The data company analyzed the 500 largest public companies in the U.S. by revenue, 179 of which included general counsel pay on their proxy statements, per an Oct. 9 law.com report.
Median CEO pay was 4.1 times the pay of general counsel in 2022, down from 4.3 times in 2018, the study found. General counsels are also seeing their pay rise at a faster rate than CEOs; in 2022, median pay for legal chiefs was $3.1 million, a nearly 20% increase from 2018.
This pay growth was especially noticeable in highly regulated industries, Equilar found. Michael McAlevey — the senior vice president and chief legal officer of Nashville, Tenn.-based HCA Healthcare — was the system's second-highest earning executive in 2022 behind CEO Samuel Hazen.
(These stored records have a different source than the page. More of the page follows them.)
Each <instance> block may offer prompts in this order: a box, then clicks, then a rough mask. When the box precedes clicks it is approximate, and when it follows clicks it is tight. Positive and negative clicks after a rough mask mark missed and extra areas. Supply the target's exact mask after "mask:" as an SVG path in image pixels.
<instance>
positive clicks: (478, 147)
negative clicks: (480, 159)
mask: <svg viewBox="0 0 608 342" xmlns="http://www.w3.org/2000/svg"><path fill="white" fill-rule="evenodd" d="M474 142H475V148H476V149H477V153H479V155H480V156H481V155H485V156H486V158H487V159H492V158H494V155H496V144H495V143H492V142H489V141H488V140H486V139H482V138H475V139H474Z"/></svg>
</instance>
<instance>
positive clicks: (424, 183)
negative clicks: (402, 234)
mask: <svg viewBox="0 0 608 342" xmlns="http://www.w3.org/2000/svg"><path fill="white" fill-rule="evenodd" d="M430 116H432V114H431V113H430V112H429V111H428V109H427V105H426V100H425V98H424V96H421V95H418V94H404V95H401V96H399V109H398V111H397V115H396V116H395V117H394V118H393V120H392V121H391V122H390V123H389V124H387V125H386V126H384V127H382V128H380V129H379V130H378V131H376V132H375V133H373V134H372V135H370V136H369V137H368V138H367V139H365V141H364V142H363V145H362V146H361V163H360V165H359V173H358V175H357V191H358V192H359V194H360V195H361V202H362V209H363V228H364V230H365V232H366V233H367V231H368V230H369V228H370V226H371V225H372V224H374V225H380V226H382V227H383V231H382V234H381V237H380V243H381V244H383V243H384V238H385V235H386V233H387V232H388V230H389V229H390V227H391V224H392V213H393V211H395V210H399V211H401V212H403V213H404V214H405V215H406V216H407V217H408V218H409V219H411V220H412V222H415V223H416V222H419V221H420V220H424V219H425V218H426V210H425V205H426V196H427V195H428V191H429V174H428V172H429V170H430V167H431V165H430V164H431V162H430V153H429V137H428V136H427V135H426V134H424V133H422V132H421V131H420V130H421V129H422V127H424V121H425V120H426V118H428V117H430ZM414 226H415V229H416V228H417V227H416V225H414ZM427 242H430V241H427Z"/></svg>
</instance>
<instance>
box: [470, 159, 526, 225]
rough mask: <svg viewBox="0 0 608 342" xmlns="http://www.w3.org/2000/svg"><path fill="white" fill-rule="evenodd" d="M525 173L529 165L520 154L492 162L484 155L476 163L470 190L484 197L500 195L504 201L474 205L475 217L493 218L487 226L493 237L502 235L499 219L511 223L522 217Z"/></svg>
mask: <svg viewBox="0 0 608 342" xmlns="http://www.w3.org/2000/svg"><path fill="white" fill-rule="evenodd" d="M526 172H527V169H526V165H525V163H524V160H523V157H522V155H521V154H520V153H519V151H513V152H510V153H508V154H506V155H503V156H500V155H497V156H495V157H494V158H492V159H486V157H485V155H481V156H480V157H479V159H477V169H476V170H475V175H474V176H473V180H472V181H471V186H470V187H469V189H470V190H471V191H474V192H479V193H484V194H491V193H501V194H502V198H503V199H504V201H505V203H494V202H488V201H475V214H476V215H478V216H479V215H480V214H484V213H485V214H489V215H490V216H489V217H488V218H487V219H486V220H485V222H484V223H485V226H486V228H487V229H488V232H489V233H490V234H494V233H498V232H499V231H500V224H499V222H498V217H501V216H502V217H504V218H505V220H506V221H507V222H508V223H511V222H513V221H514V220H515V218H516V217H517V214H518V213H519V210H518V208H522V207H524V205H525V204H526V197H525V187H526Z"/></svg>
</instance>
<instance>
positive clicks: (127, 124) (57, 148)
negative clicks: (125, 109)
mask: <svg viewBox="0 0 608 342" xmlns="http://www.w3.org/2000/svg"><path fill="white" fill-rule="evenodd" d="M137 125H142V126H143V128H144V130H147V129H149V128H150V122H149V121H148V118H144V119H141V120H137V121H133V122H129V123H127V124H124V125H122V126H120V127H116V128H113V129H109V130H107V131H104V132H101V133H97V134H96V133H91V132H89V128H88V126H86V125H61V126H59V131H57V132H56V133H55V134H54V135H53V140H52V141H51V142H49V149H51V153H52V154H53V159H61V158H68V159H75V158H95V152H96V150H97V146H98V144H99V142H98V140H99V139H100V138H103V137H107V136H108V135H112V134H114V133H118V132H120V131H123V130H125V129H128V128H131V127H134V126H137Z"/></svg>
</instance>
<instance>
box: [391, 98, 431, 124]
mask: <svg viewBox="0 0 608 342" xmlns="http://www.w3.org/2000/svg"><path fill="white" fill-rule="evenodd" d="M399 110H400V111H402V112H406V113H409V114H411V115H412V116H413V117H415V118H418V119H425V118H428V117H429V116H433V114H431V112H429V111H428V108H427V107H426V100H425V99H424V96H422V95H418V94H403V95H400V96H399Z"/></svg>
The general counsel's role is becoming increasingly strategic as legal environments grow more complex, lawyers told law.com. Cyberattacks, regulatory investigations and leadership scandals could all plausibly require their attention. As pressure mounts, so does pay.
"Investor demand for improved quarterly performance remains great, activism is strong, legal and regulatory changes are driving higher levels of disclosure and compliance, and geopolitical crises and social activism have created additional business and reputational complexities for companies to manage," Kristin Campbell, a former general counsel for Hilton Hotels who now advises legal executive search firm BarkerGilmore, said in the report. "And that’s on a good day."